I have a 400 YS code engine at the machine shop that I have piece-mealed the parts for and the heads are ready to go on, I bought bolts and a few with the studs but I am not 100% sure where the studded bolts are supposed to go and neither is the engine builder, it is a NON AC car but does have power steering, I am using Ram Air manifolds with the sheild, I am not sure if one of the studs are for a ground wire as well? This car had a transplant engine when I aquired it for restoration so I had nothing to document, any help documentation or pictures would be greatly appreciated. Thanks in advance!


----------



## 1969GPSJ (Feb 26, 2020)

Left side engine uses the drippers not reinstalled,the very front bolt on some engine I have see use the stud for ground negative side cable


----------



## 1969GPSJ (Feb 26, 2020)

right side waiting for new rocker arms


----------



## carnut76 (Apr 2, 2018)

Thank you very much for this, I read that they used them under the cover for drippers, I'm not even sure if the engine builder is installing drippers or if it's a neccesity?

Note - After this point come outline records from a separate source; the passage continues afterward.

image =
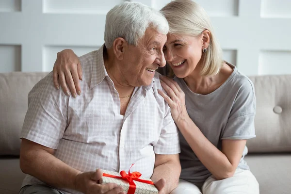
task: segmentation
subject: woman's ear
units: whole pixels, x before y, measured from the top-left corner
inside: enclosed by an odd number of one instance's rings
[[[211,33],[208,30],[205,30],[202,32],[201,34],[201,39],[203,41],[202,49],[208,48]]]
[[[117,59],[123,59],[124,50],[127,47],[127,42],[123,38],[118,37],[113,42],[113,52]]]

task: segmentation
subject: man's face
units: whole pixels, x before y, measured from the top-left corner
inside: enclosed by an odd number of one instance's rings
[[[166,40],[166,34],[148,28],[137,46],[128,46],[121,73],[129,85],[137,87],[150,84],[156,70],[166,65],[162,48]]]

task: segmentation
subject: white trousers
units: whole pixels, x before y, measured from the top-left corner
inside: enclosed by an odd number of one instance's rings
[[[170,194],[259,194],[259,183],[249,170],[237,169],[233,177],[217,180],[212,176],[204,182],[202,192],[189,182],[180,179]]]

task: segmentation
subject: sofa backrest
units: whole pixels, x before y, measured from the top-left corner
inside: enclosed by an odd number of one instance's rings
[[[0,155],[18,155],[27,95],[48,73],[0,73]]]
[[[47,74],[0,73],[0,156],[19,155],[27,95]],[[249,152],[291,151],[291,75],[250,78],[257,97],[257,137],[247,142]]]
[[[255,85],[257,137],[249,152],[291,151],[291,75],[250,77]]]

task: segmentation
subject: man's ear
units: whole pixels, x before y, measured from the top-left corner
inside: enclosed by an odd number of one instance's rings
[[[201,34],[201,39],[203,41],[202,49],[203,48],[207,48],[210,42],[210,39],[211,38],[211,33],[208,30],[205,30],[202,32]]]
[[[117,38],[113,42],[113,52],[117,59],[123,59],[125,50],[128,47],[128,43],[123,38]]]

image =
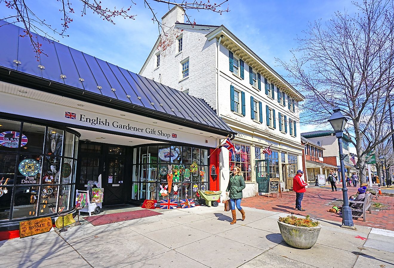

I think the car did have a ground cable going to the engine on the head.


----------



## carnut76 (Apr 2, 2018)

Just got off the phone with the builder, they don't use the drippers but said they could if I really wanted them, so it looks like the left/ driver side has two outide studs in the lower parts of the head between the venter and outer ports and the right I can't tell if theres any on the outside.


----------



## 1969GPSJ (Feb 26, 2020)

correct the head right side bank does not have any studded bolts externally , 
just the studded bolts under the valve covers if you decide to install drippesr


----------



## O52 (Jan 27, 2019)

Three studded bolts under the valve cover if you're using the drippers.
No external studs on the passenger side for the non A/C cars
Three on the Drivers side if using the hot air stove and the negative battery cable (at the front).


----------